Last week’s court decision blessing the AT&T/Time Warner deal gave the entire media industry a green light to kick off a media merger frenzy.
But that doesn’t mean one will happen. So far the only people taking out their checkbooks are the ones who were already taking out their checkbooks. And there is a decent chance that they may be the only ones with a real appetite to buy TV and film companies.
We have seen a flurry of media deals and would-be deals reported and announced in the last week: Comcast* announced a $65 billion bid for much of 21st Century Fox, which Disney topped with a $71 billion bid this morning.
And AT&T, which just spent $85 billion on Time Warner, wants to buy more stuff. It is looking at ad tech company AppNexus for $1.6 billion, and it looks like it will spend hundreds of millions of dollars to buy full control of Otter Media, an internet video joint venture it currently co-owns with The Chernin Group.
But those deals were all in motion before last week’s ruling. The list of other people who want to spend tons of money on content companies remains empty, for now.
One way to think about this is to go company by company. Charter, for instance, is a giant TV and broadband distributor that’s in a position to buy content companies, but Charter boss John Malone says he’s not going to do that.
Verizon, another giant distributor, has looked at media companies in the past, but its current CEO says it no longer wants to buy traditional TV assets; The guy who will take that job this summer is supposedly more interested in wireless broadband than anything else.
Tech companies that have tire-kicked content companies, including Apple and Amazon, have yet to show up.
Caveat: Judge Leon’s ruling blessing megamergers between distributors and content companies is a week old. So things could change. And with rare exceptions, big deals aren’t usually preceded by announcements that a big deal is coming — it just shows up. (And sometimes, people who are buying or selling their companies aren’t entirely forthright about their plans.)
The bigger issue: While there is convincing evidence that media company CEOs and owners think it’s time to get out, it’s less obvious why anyone would want to help them exit.
If the problem with the traditional TV business is that its core revenue streams — selling ads and selling bundled subscriptions — are under threat, why pay a premium for companies built around those concepts?
Here’s a clever way of putting it, from Bernstein analyst Todd Juenger: “We continue to believe that Silicon Valley is not going to pay a multiple on affiliate fees and advertising that they are in the process of destroying.
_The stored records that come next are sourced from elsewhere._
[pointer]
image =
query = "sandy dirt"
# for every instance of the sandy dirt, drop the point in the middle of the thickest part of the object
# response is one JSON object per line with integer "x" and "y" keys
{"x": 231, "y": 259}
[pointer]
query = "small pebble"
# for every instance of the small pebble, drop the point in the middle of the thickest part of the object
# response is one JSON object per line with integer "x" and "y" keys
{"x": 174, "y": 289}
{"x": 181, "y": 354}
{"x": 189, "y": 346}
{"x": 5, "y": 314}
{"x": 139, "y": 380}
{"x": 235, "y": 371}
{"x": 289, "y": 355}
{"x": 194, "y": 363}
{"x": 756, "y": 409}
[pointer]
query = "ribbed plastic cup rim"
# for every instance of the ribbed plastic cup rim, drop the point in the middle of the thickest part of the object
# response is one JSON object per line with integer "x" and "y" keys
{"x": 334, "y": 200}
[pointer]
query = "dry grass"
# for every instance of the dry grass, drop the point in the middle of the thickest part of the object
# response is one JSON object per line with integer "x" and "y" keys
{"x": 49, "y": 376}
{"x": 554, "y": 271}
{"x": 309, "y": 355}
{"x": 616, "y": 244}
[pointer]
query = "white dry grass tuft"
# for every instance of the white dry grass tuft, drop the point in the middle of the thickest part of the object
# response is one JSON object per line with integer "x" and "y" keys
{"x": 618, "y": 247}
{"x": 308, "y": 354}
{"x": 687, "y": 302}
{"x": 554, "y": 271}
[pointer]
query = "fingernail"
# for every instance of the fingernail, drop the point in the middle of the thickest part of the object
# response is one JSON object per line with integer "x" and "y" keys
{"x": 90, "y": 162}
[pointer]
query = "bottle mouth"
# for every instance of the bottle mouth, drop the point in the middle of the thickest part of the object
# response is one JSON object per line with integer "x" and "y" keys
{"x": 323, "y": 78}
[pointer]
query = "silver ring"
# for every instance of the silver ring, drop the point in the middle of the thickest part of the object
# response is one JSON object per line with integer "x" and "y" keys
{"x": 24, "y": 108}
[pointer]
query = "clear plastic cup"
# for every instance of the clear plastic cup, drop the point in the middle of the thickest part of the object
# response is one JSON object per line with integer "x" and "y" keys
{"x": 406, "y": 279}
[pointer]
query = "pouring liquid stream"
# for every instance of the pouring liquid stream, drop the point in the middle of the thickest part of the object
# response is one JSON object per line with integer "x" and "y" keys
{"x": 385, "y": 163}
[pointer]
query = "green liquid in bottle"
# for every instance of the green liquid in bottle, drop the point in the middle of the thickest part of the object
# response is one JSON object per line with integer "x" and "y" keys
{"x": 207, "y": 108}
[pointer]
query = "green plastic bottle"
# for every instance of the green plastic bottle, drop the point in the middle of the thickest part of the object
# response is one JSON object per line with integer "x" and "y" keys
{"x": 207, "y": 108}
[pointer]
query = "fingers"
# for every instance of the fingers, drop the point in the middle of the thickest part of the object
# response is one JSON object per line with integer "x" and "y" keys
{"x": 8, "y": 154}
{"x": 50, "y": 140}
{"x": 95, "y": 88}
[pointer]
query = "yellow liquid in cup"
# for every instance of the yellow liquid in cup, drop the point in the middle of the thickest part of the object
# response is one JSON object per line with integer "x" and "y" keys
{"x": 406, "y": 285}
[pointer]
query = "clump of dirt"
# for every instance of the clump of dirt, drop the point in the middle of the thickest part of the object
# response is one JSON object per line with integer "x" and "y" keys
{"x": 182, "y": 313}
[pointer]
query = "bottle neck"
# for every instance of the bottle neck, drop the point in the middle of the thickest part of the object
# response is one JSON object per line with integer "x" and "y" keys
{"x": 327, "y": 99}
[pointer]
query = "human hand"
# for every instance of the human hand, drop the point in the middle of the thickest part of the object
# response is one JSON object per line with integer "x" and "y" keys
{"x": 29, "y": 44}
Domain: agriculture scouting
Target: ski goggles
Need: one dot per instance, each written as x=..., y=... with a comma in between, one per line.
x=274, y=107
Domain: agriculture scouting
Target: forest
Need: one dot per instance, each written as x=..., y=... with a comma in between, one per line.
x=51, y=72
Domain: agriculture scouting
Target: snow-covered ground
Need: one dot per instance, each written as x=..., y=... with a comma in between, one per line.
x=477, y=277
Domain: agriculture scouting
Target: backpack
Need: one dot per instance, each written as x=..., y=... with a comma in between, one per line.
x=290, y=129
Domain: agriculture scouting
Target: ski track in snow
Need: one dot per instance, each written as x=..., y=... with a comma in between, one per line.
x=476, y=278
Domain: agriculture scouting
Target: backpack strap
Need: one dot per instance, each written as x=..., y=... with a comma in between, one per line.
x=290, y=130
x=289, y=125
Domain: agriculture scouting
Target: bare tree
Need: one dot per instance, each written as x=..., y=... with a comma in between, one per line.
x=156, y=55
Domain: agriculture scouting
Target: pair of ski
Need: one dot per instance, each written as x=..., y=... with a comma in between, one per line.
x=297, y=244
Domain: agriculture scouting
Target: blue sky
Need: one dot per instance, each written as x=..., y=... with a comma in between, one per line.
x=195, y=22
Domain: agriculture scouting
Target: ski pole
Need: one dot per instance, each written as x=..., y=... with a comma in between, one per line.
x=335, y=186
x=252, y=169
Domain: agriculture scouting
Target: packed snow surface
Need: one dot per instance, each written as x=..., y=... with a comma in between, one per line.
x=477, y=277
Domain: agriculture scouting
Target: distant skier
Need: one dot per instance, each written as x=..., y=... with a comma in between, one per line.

If they want content, they will hire the talent and create it themselves.”
We’re seeing lots of examples of the second sentence: Netflix buying Fox’s and ABC’s best-known content creators, instead of buying Fox and ABC; Amazon getting into the “Lord of the Rings” business; Apple getting into the “Sesame Street” business.
Which explains why the market for people who can make content can be red hot even if the M&A market isn’t. And it will be interesting to see how Endemol, a TV production studio — which makes it a sort of tweener, thematically speaking — will do as it goes on the block.
I still think you’re going to see smaller standalone media companies sell in the nearish future. But I don’t think they’re going to be the subjects of crazy bidding wars like the one Comcast and Disney are waging over Fox. Much more likely: They’ll go to bargain shoppers, or each other, in marriages of convenience or desperation.
* Comcast is an investor in Vox Media, which owns this site.